9. Un kit de diagnóstico para inmunofenotipificación por citometría de flujo de leucocitos que comprende una composición de reactivos según una cualquiera de las reivindicaciones 1-3, 7 u 8 o al menos un conjunto de composiciones de reactivos según una cualquiera de las reivindicaciones 4 a 8 junto con instrucciones de uso, solución reguladora y/o muestras de control.

10. Uso de un kit de diagnóstico según la reivindicación 9, para el diagnóstico in vitro de inmunodeficiencias primarias (PID), preferiblemente PID del sistema linfoide.

11. Uso de un kit de diagnóstico según la reivindicación 9, para la identificación in vitro de alteraciones en subconjuntos de leucocitos en una enfermedad inmunológica, preferiblemente para el seguimiento inmune in vitro de un paciente con una infección, enfermedad autoinmune, alergia, después del trasplante, vacunación u otro tipo de terapia inmune, incluida la terapia con anticuerpos.

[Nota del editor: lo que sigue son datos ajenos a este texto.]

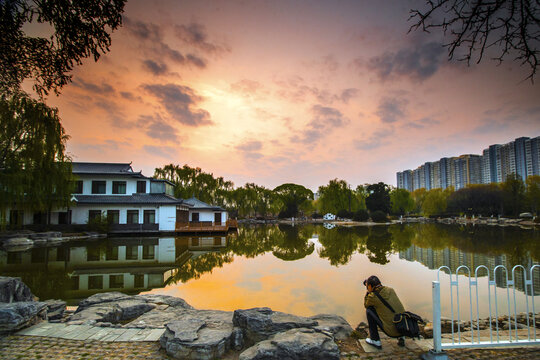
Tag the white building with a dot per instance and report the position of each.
(129, 201)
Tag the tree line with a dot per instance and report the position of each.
(375, 201)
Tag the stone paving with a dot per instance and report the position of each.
(87, 332)
(61, 341)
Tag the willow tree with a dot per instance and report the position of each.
(35, 173)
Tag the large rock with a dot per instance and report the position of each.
(18, 315)
(201, 334)
(295, 344)
(55, 309)
(13, 290)
(333, 324)
(111, 311)
(102, 298)
(165, 300)
(260, 323)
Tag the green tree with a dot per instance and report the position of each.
(533, 193)
(35, 173)
(294, 197)
(402, 201)
(513, 195)
(80, 29)
(435, 202)
(378, 198)
(337, 196)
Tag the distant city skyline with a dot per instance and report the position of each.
(520, 157)
(276, 91)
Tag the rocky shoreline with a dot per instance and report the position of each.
(189, 333)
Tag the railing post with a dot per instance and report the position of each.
(436, 353)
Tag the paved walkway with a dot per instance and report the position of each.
(90, 333)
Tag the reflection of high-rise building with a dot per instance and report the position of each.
(454, 258)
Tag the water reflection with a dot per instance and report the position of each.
(133, 265)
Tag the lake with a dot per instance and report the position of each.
(305, 270)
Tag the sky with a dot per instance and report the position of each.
(276, 91)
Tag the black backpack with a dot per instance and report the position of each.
(406, 323)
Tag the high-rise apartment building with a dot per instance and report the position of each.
(520, 157)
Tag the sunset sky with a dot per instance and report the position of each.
(288, 91)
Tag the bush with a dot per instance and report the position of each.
(344, 214)
(361, 215)
(378, 216)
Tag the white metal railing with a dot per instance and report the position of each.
(497, 337)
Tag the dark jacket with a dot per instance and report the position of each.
(384, 313)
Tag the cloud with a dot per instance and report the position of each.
(157, 128)
(416, 62)
(155, 68)
(150, 36)
(422, 123)
(180, 102)
(250, 149)
(104, 88)
(391, 109)
(195, 35)
(295, 89)
(376, 140)
(246, 87)
(324, 120)
(161, 151)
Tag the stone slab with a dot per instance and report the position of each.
(100, 334)
(113, 334)
(86, 334)
(154, 335)
(128, 334)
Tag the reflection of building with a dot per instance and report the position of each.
(453, 258)
(129, 265)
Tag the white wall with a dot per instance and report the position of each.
(131, 184)
(167, 218)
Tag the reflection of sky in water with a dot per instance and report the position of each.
(312, 286)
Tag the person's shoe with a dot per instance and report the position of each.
(376, 343)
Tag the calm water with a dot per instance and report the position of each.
(303, 270)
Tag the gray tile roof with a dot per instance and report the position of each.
(157, 199)
(104, 168)
(201, 205)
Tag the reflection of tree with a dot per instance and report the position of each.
(379, 245)
(340, 243)
(292, 242)
(195, 268)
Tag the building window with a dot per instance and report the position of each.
(113, 216)
(116, 281)
(78, 187)
(132, 252)
(133, 217)
(99, 187)
(119, 187)
(64, 217)
(139, 280)
(112, 253)
(95, 282)
(141, 187)
(148, 252)
(94, 215)
(149, 216)
(40, 218)
(74, 280)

12. Un método de citometría de flujo de múltiples colores para la inmunofenotipificación de los leucocitos, que comprende las etapas de:

(a) poner en contacto una primera parte alícuota de una muestra biológica que comprende leucocitos con una primera composición de reactivos según una cualquiera de las reivindicaciones 1 a 3 de un conjunto según una cualquiera de las reivindicaciones 4 a 8 y poner en contacto al menos una segunda alícuota de dicha muestra con una composición de reactivos adicional de dicho conjunto;

(c) almacenar y evaluar los datos obtenidos.

13. Método según la reivindicación 12, en el que la muestra biológica es sangre periférica, médula ósea, muestra de tejido tal como ganglios linfáticos, adenoides, bazo o hígado, u otro tipo de fluido corporal, preferiblemente fluido cerebroespinal, fluido vítreo, fluido sinovial, aspirada de aguja final, derrames pleurales o ascitis.

14. Método según la reivindicación 12 o 13, en el que la etapa (b) comprende combinar la información inmunofenotípica de las poblaciones de células seleccionadas de múltiples tubos según los llamados cálculos de vecino más cercano en los que las células individuales de una parte alícuota de una muestra se combinan con células individuales correspondientes de otra alícuota de la misma muestra, según sus marcadores y su perfil de dispersión.

15. Método según una cualquiera de las reivindicaciones 12 a 14, que comprende el uso de software para la integración de datos y el análisis multidimensional de los archivos de citometría de flujo.